CCAT MorphGNT
This file is derived from the morphologically parsed GNT provided by UPenn's CCAT. James Tauber reformatted it for easier text processing, converted it to UTF-8 and corrected many errors he found over the last ten years while performing a number of linguistic analyses.
This file is made available under a Creative Commons by-nc-sa license.
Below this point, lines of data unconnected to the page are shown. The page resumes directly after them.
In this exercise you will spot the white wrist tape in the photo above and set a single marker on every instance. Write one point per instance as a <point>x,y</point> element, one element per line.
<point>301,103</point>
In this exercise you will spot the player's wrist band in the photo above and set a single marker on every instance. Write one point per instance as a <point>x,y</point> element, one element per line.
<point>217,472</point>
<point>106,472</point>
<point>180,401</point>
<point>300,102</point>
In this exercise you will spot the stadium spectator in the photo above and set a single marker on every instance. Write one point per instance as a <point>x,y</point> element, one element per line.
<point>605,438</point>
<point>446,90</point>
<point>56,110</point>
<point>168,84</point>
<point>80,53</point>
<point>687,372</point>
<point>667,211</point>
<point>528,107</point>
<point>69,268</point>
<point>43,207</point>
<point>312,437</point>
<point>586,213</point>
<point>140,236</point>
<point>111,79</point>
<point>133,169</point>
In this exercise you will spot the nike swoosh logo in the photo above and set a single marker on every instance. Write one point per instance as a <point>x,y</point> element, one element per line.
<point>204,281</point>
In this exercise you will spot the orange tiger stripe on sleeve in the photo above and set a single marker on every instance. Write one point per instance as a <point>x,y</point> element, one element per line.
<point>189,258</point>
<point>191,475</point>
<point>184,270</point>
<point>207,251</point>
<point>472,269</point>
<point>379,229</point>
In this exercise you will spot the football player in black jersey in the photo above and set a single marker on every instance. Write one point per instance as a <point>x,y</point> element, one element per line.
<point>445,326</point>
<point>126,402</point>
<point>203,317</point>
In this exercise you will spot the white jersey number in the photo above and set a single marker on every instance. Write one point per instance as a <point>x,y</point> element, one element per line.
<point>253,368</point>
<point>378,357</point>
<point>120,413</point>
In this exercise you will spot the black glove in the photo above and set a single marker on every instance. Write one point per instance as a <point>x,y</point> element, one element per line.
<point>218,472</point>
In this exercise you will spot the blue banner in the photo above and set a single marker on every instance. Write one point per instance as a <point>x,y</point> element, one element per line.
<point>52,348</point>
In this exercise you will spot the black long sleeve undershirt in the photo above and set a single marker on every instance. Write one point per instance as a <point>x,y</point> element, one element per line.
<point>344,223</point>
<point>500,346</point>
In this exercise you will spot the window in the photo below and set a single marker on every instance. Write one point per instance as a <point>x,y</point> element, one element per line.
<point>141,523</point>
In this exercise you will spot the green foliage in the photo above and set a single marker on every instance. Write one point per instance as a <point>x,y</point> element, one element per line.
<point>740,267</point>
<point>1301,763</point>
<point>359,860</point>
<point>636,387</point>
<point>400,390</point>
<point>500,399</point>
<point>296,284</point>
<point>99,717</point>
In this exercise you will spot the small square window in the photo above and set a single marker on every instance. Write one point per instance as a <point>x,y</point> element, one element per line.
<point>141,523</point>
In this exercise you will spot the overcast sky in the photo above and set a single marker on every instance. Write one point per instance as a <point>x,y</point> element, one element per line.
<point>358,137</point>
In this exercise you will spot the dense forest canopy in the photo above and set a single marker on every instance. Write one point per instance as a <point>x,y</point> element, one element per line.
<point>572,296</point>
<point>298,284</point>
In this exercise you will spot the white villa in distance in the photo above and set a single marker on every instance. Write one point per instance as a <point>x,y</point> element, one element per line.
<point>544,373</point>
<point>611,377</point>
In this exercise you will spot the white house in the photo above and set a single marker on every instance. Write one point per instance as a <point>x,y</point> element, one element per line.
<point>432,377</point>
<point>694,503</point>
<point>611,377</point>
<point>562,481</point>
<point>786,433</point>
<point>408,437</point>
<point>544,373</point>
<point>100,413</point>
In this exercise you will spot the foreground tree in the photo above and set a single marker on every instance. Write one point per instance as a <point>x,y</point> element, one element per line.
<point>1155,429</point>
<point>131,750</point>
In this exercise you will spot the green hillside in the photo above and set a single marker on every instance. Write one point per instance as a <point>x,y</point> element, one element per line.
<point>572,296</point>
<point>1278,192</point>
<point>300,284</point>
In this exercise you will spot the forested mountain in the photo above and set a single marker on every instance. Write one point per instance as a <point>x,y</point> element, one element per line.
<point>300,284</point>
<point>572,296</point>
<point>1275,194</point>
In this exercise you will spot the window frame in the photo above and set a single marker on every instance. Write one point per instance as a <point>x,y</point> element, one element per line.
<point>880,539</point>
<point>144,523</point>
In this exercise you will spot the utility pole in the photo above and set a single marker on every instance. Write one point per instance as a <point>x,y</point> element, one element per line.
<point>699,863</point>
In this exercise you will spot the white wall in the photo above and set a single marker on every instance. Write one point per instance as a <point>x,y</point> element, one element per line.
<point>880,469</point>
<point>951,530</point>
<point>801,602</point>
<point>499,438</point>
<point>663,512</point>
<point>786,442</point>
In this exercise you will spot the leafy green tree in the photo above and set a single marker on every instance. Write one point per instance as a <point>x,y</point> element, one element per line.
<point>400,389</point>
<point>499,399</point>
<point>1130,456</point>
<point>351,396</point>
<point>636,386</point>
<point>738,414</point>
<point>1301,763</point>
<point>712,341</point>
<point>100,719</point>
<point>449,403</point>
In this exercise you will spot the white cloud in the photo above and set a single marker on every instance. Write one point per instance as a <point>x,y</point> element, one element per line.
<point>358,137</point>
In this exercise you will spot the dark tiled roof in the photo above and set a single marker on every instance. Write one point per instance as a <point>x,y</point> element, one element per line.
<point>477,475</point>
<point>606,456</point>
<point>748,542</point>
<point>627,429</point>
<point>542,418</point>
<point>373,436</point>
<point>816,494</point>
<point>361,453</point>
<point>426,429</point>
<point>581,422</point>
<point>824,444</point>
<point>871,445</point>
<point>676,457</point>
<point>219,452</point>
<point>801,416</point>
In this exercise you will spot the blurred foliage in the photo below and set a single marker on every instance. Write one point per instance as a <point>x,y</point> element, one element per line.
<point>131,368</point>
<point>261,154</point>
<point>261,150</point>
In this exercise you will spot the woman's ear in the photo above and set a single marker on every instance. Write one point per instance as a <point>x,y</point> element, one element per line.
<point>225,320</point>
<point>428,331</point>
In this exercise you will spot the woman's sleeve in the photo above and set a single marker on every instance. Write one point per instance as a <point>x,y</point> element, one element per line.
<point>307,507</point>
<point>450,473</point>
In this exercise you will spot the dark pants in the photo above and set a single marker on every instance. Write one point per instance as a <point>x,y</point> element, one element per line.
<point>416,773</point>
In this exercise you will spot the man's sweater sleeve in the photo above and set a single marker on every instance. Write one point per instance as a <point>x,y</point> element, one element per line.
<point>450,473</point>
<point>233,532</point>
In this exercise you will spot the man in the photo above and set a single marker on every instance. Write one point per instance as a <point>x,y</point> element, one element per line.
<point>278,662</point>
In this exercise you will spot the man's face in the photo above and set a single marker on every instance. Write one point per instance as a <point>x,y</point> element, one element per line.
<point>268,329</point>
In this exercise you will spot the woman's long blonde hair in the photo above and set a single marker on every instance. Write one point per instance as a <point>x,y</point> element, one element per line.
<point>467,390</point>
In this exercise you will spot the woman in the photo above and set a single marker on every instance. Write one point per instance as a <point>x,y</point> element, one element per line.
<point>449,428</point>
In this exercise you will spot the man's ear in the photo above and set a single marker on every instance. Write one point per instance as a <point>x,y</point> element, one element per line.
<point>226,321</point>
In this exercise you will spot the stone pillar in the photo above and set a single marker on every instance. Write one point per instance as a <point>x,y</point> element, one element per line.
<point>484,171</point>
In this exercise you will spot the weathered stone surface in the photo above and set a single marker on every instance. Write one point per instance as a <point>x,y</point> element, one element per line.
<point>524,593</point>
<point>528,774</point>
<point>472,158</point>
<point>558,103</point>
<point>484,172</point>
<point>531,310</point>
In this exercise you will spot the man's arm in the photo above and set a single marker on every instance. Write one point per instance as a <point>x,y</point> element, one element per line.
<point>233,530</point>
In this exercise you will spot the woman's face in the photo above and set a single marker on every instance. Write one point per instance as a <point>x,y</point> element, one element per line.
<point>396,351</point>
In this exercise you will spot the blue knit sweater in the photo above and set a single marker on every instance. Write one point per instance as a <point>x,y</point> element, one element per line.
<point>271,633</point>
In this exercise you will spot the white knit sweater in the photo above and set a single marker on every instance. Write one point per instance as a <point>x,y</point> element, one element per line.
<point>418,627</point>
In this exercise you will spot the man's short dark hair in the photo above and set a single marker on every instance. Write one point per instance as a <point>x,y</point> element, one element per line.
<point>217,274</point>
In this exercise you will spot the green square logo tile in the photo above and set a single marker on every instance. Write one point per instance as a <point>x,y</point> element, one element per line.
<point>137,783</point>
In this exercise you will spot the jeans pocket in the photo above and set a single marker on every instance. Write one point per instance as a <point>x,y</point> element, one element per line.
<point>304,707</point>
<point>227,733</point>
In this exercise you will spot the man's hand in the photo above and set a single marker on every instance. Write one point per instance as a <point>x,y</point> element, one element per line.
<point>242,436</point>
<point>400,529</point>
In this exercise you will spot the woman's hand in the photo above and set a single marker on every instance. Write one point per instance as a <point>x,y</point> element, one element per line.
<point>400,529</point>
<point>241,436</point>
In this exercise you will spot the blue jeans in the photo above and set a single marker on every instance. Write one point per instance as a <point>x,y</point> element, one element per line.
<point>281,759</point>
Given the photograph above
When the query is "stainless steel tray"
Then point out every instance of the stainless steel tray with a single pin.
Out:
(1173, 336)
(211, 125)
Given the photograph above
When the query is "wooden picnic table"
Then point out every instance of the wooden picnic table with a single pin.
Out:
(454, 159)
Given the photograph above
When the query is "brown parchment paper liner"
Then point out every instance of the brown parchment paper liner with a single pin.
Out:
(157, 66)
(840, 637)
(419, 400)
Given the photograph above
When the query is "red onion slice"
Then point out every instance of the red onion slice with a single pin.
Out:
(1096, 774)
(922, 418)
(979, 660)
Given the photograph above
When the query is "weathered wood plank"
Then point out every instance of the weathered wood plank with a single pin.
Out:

For attribution purposes, please credit CCAT and James Tauber.
Downloads
Each is about a megabyte.
- version 5.07
- version 5.06
- version 5.05
- version 5.04
- version 5.03
- version 5.02
- version 5.01
- version 5.00
Explanation of Format
First column is the book/chapter/verse. (Note that shorter ending of Mark appears after longer)
Second column is the part of speech:
- A- adjective
- C- conjunction
- D- adverb
- I- interjection
- N- noun
- P- preposition
- RA article
- RD demonstrative
- RI interrogative/indefinite pronoun
- RP personal/possessive pronoun
- RR relative pronoun
- V- verb
- X- particle
Third column has eight slots for parse codes:
- Person: 1, 2, 3
- Tense: Aorist, Future, Imperfect, Present, X-perfect, Y-pluperfect
- Voice: Active, Middle, Passive
- Mood: D-imperative, Indicative, N-infinitive, O-optative, P-participle, S-subjunctive
- Case: Accusative, Dative, Genitive, Nominative, Vocative
- Number: Plural, Singular
- Gender: Feminine, Masculine, Neuter
- Degree: Comparative, Superlative
Fourth column is the form that appears in the UBS3/NA26 text.
Fifth column is the lemma or dictionary form.